US President-elect Donald Trump rejects an idea posited by First Lady Michelle Obama about the country being in a hopeless state.
The future president took the stage in his final “thank you” tour in Mobile, Alabama, on Saturday, asserting that the nation is replete with “tremendous hope.”
“We have tremendous hope, and we have tremendous promise and tremendous potential,” said the New York billionaire.
“And I actually think she made that statement not meaning it the way it came out,” he added.
"She could not have been nicer," Trump said of Michelle, whom he met along with the president following his November 8 shock victory.
‘A grown-up’ at helm
Trump’s response to the first lady came following her appearance on the CBS, where she described a grim picture of the country in an interview with celebrity talk show host Oprah Winfrey.
"Everything — the [2008] election was all about hope," Winfrey asked the first lady. "Do you think this administration achieved that?"
"I do," Obama said. "Because we feel the difference now. See, now, we're feeling what not having hope feels like."
"Barack didn't just talk about hope because he thought it was just a nice slogan to get votes," she said, suggesting that Trump’s promises were solely meant to get more votes.
"I feel Barack has been that for the nation in ways that people will come to appreciate. Having a grown-up in the White House who can say to you in times of crisis and turmoil, 'Hey, it's going to be okay. Let's remember the good things that we have,'" Obama said.
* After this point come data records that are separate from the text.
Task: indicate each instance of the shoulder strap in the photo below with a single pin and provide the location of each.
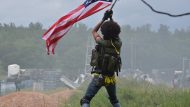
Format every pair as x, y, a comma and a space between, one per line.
117, 51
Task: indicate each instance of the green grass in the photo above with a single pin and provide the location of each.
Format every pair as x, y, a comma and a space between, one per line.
136, 94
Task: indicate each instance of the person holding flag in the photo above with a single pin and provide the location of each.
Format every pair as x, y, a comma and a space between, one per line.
105, 60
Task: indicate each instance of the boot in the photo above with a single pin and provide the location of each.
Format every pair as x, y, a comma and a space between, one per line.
85, 105
116, 105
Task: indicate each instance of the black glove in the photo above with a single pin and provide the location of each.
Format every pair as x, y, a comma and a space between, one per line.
107, 14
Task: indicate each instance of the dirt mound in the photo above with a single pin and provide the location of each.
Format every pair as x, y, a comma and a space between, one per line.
34, 99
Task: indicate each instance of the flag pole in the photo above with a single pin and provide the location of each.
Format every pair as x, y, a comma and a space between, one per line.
113, 4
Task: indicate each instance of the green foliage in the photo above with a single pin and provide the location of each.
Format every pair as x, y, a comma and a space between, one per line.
147, 49
137, 94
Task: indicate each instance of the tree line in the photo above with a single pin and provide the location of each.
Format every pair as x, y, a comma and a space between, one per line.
142, 48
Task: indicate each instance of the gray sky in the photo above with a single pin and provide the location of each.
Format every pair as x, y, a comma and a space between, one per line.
132, 12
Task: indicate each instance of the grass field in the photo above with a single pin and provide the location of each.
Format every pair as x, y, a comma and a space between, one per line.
136, 94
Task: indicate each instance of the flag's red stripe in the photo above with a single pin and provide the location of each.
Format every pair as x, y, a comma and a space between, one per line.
63, 18
90, 12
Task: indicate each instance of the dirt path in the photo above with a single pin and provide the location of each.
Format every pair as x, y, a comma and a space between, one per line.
35, 99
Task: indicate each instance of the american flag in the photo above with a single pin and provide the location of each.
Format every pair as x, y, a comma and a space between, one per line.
64, 24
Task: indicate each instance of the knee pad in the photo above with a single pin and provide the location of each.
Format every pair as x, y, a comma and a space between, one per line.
84, 100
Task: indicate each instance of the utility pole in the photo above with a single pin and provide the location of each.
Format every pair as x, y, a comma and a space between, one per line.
185, 67
89, 46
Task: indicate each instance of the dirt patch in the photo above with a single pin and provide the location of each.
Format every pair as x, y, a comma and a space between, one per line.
35, 99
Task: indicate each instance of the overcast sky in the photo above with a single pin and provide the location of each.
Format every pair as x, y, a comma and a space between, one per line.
132, 12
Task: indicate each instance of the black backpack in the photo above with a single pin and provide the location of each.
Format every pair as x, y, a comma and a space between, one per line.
106, 59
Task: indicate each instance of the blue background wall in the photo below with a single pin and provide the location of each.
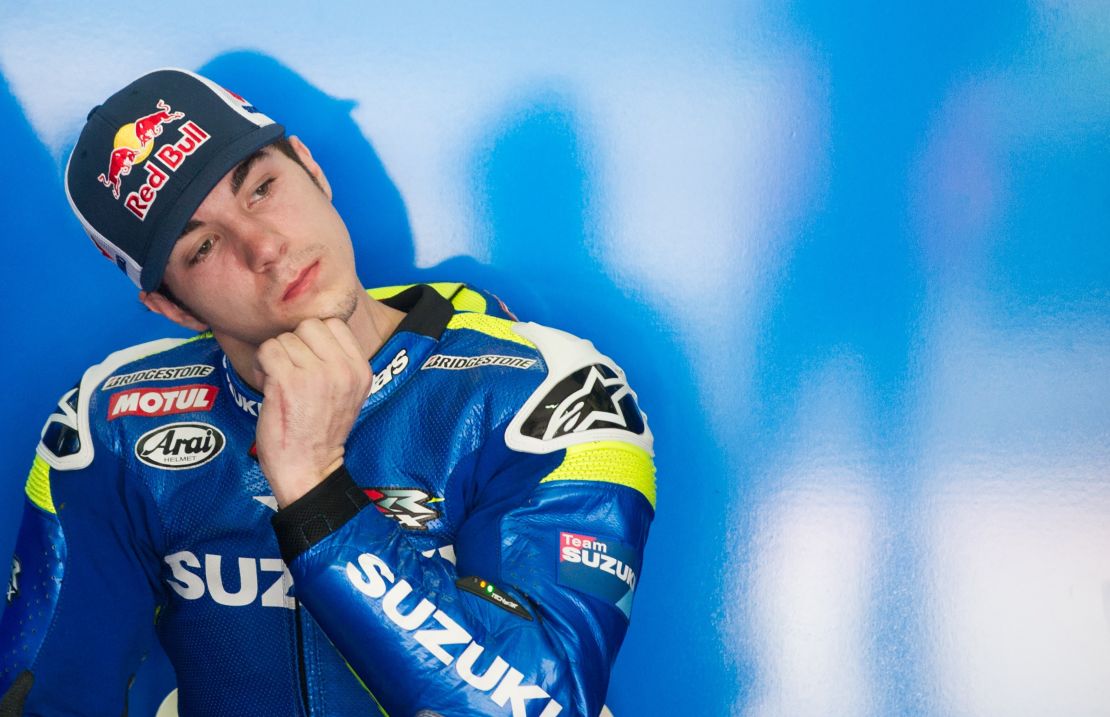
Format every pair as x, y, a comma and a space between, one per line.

Michelle confronted Trump when a 2005 recording of his sexually offensive remarks was leaked, in which he bragged about approaching women without their consent.
She reacted to the lewd content of the tape at a Hillary Clinton rally in October, asserting that “the shameful comments about our bodies, the disrespect of our ambitions and intellect, the belief that you can do anything you want to a woman. It is cruel. It’s frightening.”